CARLOS.--(Después de un breve silencio) Sí. (Otro silencio) Tú me espías, ¿verdad?
VÍCTOR.—(Pausa) Si. (Pausa) ¿Me has visto desde la ventana? Yo te veía recorrer de un lado a otro el estudio, accionando, hablando con alguien. Entonces no pude resistir más tiempo y me impuse la decisión de subir.
CARLOS.-Pero ¿se puede saber. por qué me espías?
VÍCTOR.-Oh, eso es más difícil.
CARLOS.--Y ¿por qué has subido?
VÍCTOR.-Oh, eso es más difícil aún.
CARLOS.-Y, no obstante, has confesado que me espías.
VÍCTOR.-Sí, he confesado.
CARLOS.-Y, además, has subido.
VÍCTOR.-Ya lo ves. (Pausa)
CARLOS. ¡A lo que hemos llegado! Tú me espías...
VÍCTOR.-(Completando la frase) Y tú me mientes.
CARLOS.-Sin embargo, yo podría decirte por qué he mentido, por quién he mentido; no directamente, sino representando por medio de una letra lo que no es posible nombrar de otro modo.
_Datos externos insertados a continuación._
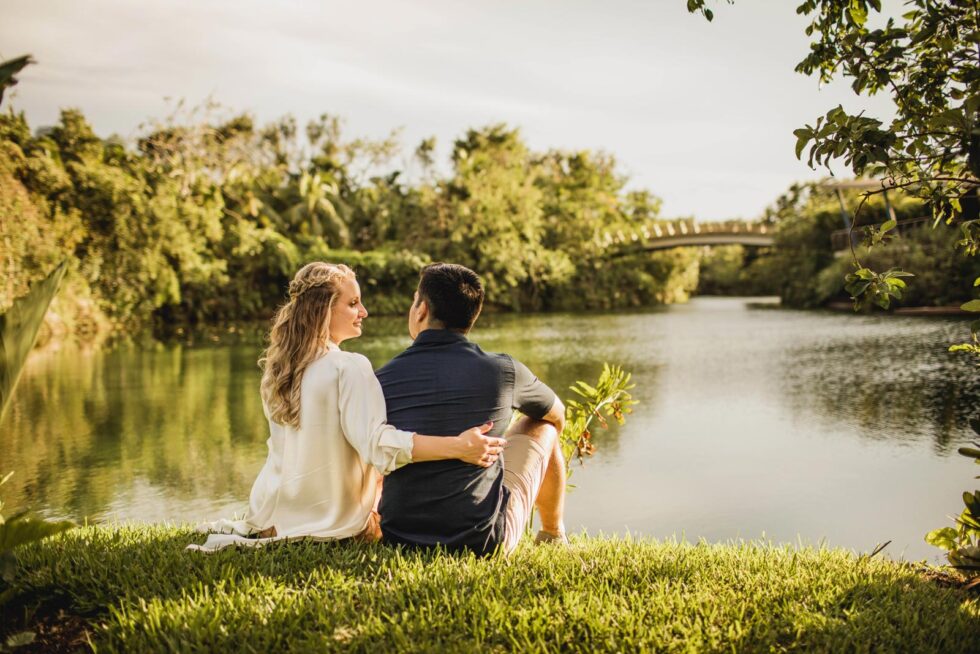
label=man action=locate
[377,263,567,554]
En cambio, tú no podrías, ni aun así, decirme por qué razón me espías.
VÍCTOR.-Es verdad, ni aun así podría decírtelo.
CARLOS.--(Triunfante) Ya lo ves.
VÍCTOR.-(Con rabia, rápidamente) Pero en cambio puedo decirte, en cualquier momento, ahora mismo, quién es la persona cuyo nombre pretendes sustituir hipócritamente con. un signo algebraico.
CARLOS.-Tal vez.
VÍCTOR.-Seguramente.
CARLOS.-Seguramente; ya veo- que eres capaz de todo.
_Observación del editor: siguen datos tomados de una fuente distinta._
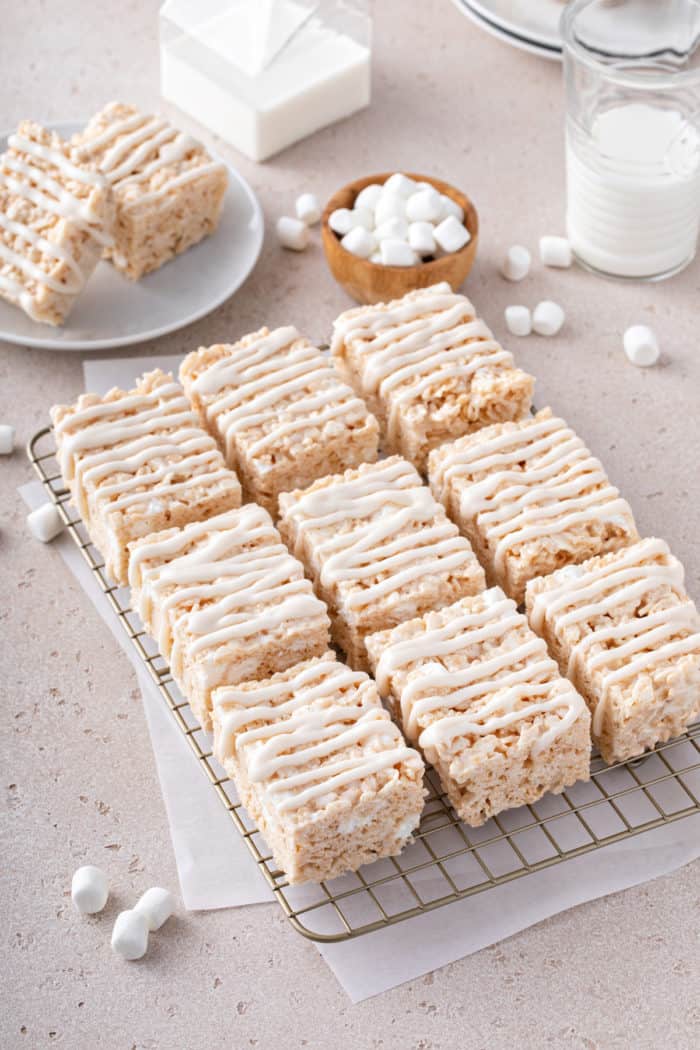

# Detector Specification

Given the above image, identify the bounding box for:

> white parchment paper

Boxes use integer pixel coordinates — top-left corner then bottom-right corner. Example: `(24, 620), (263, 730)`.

(21, 357), (700, 1002)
VÍCTOR.—(Bajando la voz) Se trata de María Luisa... ¿verdad?
CARLOS.-Eso dices.
VÍCTOR.-(Rápidamente, en voz alta) No lo niegas. No lo niegas. Luego es ella.
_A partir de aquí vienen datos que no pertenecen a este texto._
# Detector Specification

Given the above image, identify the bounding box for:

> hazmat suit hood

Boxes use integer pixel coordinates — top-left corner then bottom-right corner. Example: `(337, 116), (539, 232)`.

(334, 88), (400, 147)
CARLOS.-Menos mal que te da gusto que sea ella.
VÍCTOR.--(Asombrado) ¿Que me da gusto? ¿He dicho, he hecho algo que te haga pensar que me da gusto? Por el contrario... (Se detiene arrepentido) CARLOS.-Por el contrario, te molesta, ¿no es así?
VÍCTOR.-Desde luego no me da gusto.
CARLOS.-Entonces te molesta.
VÍCTOR.-Me molesta, si quieres.
CARLOS.-No, yo no quiero. Eres tú el que gusta de atormentarse con estas cosas.
VÍCTOR.-¿La quieres todavía?
CARLOS.-Ya sabes que entre María Luisa y yo todo ha terminado.
VÍCTOR.--(Incrédulo) ¿Todo? (Carlos no contesta) Y, no obstante, ella va a venir a verte.
CARLOS.-Si.
VÍCTOR.-Y tú has dispuesto todo para esperarla como en otros tiempos.
CARLOS: Es la costumbre y sólo la costumbre. Tú sabes que yo me arranqué voluntariamente esa pasión por María Luisa. Aquello fue, como tú decías, una mutilación.
VÍCTOR.-Sólo que, por lo visto, del mismo modo que el enfermo a quien han amputado una mano, aún sientes la presencia de esa mano; te duele y quisieras consolarte, consolándola; acariciarte, acariciándola.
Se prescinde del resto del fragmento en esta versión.